In the Cut
New Zealand writer-director Jane Campion ("The Piano," "Portrait of a Lady") has discovered the seamier side of lower Manhattan in her new film "In the Cut." Her protagonist is the quintessentially American and perky star Meg Ryan, though here Ryan has darkened her hair and calmed her persona to a point close to catatonia. Her name is Frannie, she teaches English in what appears to be a community college, and collects poetic words and phrases, mostly from the Poetry in Transit subway cards
Frannie lives in a lower east side tenement above a palm reader, and not very far from her only friend, her half-sister Pauline (Jennifer Jason Leigh), who lives above a strip club. Both are alone, both are lonely, each one lusts for a man - almost any man will do. Frannie is being stalked by a former boyfriend (Kevin Bacon), but she barely has the energy to fend him off.
And then a new man comes into Frannie's life - Detective Giovanni Malloy (Mark Ruffalo, heavier, darker and calmer since "You Can Count on Me") - who is hunting a serial killer whose latest victim's dismembered body was found in Frannie's building's back yard. The two do a kind of courtship dance in which ultra-macho man and passive woman discover that they are a perfect fit, leading to some incredible sex.
But Frannie has her suspicions: is Malloy actually the killer? Campion, working from the novel by Susanna Moore (both collaborated on the script), throws out red herrings as though from a fish cart, until the climactic scene in which she and the killer - oh, but you're ahead of me. The film has more symbols than a quadratic equation, most of which serve no purpose other than to provide a moment's pregnant pause in the story, before it picks up once again.
This is not a bad film, in the way that "Beyond Borders" romanticizes horror; "In The Cut" sustains a mood and the cast is fine, with the exception of poor Kevin Bacon, who has been directed to act so far over the top that watching him is painful. But it tries to be two opposite things: first, a portrait of a depressed woman who knows that she chooses losers but does not know how to choose anything better and cannot find any peace within herself; and second, a police procedural/stalked-woman thriller with danger lurking around every corner. The two never really mesh as the film lurches from one to the other.
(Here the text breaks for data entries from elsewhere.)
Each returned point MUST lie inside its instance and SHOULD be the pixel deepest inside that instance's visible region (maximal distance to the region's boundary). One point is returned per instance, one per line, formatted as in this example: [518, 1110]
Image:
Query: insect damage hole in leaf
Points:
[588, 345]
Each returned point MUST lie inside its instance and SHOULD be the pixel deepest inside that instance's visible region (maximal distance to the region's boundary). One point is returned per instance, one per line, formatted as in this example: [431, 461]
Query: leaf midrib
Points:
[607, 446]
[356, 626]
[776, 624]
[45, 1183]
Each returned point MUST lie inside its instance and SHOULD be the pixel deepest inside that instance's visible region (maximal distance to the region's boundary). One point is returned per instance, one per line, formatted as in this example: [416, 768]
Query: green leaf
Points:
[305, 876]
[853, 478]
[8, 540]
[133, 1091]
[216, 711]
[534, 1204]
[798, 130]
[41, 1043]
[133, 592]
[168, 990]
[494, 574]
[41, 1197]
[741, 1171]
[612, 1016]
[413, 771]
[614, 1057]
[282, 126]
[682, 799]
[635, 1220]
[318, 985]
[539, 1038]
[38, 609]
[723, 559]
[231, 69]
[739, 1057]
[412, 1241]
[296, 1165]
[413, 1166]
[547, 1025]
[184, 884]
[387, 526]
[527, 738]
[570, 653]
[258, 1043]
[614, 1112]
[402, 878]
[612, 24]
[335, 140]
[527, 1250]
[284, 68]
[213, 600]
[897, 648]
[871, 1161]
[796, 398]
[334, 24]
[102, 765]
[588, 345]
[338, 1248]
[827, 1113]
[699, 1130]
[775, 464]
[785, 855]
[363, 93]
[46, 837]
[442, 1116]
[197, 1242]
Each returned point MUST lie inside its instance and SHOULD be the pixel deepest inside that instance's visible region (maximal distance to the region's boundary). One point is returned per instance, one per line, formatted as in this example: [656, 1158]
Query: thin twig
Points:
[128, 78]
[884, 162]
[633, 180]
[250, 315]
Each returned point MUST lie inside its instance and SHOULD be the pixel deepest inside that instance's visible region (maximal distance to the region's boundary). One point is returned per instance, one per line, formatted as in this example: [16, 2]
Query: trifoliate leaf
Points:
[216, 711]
And here the dread hand of Lars Von Trier's 'Dogma 95' set of rules shows itself. Campion has chosen to follow the Dogma rules by shooting the film with a hand-held camera, using only available light - except when she doesn't, when she uses film lights and a camera dolly. So we have the worst of each style, neither contributing anything to the power of the movie. Things are needlessly dark (in real life our eyes respond to low light levels by adjusting so we can see), the shots are needlessly jiggly, and in very shallow focus; people and objects float in and out of focus as the camera moves. I am not opposed to the Dogma style; I thought "Celebration," "Mifune" and "Italian for Beginners" were wonderful. But to use it when it's not appropriate is foolish and only weakens the film.